I leaned out of the window and said in very much the tone one would assume in talking to a wilful little dog,

“Now go home. Go right home. You may catch cold if you stay here. I can’t let you have a match.”

“Papa, if I caught cold ni’ like this I’d know wha’ do with it. Mos’ hot ’nough to ligh’ my pipe. Goo’ bye, papa. Mos’ unneighbourly, papa.” He rose from his seat and swayed down the walk until he came to the gate.

“Papa, I shut your gate for you. No har’ feelin’s, papa. Mos’ unneighbourly, but I shu’ your gate.”

And muttering and stumbling, he went along to his home.

Ethel, with an absence of logic that must have been due to the heat, lay awake for an hour in fear that the matchless man would set fire to the house in revenge, but we did not hear from him again.

Next morning I found a pipe in the grass not far from the gate.

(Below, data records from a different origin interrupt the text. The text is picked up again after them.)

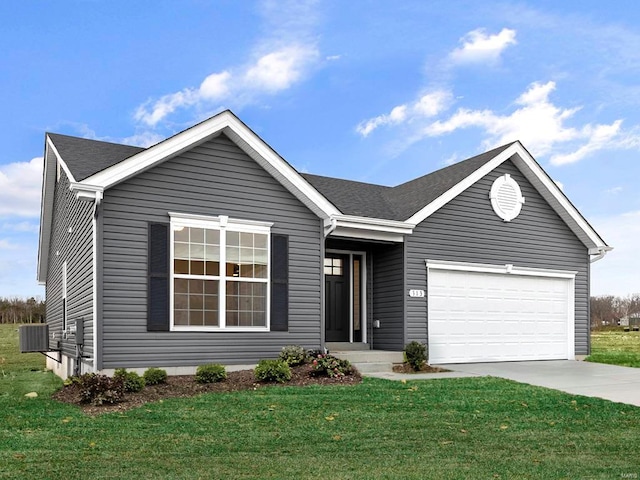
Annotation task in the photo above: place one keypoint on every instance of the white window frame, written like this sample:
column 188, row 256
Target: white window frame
column 223, row 224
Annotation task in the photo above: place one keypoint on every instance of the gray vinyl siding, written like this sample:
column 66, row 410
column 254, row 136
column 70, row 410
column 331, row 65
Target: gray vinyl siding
column 468, row 230
column 215, row 178
column 71, row 240
column 388, row 297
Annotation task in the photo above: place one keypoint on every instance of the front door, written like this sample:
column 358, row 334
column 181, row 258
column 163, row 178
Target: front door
column 337, row 297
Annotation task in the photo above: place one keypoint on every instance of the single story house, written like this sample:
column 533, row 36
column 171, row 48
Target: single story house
column 210, row 247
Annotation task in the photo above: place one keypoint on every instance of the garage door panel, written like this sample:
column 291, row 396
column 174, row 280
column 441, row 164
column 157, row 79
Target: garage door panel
column 479, row 317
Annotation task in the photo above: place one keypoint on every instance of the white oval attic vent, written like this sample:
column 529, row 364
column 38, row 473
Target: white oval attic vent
column 506, row 197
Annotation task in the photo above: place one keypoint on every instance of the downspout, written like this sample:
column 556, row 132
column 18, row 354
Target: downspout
column 599, row 253
column 332, row 226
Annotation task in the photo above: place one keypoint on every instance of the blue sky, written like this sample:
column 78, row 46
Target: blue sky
column 375, row 91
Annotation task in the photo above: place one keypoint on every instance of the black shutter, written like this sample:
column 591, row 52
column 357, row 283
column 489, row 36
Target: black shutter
column 158, row 278
column 279, row 283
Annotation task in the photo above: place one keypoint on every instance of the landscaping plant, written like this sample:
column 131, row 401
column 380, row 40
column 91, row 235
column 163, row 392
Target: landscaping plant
column 273, row 371
column 131, row 380
column 294, row 355
column 155, row 376
column 416, row 354
column 211, row 373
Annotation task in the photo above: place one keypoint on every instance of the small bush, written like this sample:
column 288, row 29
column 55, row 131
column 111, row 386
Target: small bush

I said nothing about it to Ethel, but when opportunity offered I showed it to James and asked him if he knew whose it was.

“Looks like Sam Adams’s,” said he. “Yes, there’s S. A. scratched on the bowl.”

I knew Sam Adams (fictitious name) to be a hard working farmer of some thirty years of age, a young married man with an adoring wife and pretty baby and with a lack of tact that I have never ceased to wonder at I resolved to restore the pipe to him. I learned from Bert that once in a while he would go down to Grange Meeting and would stop on the way back for beverages that he did not need.

The opportunity soon offered itself. I was out walking by myself one Sunday afternoon and I came on him inspecting some buckwheat that was coming along finely.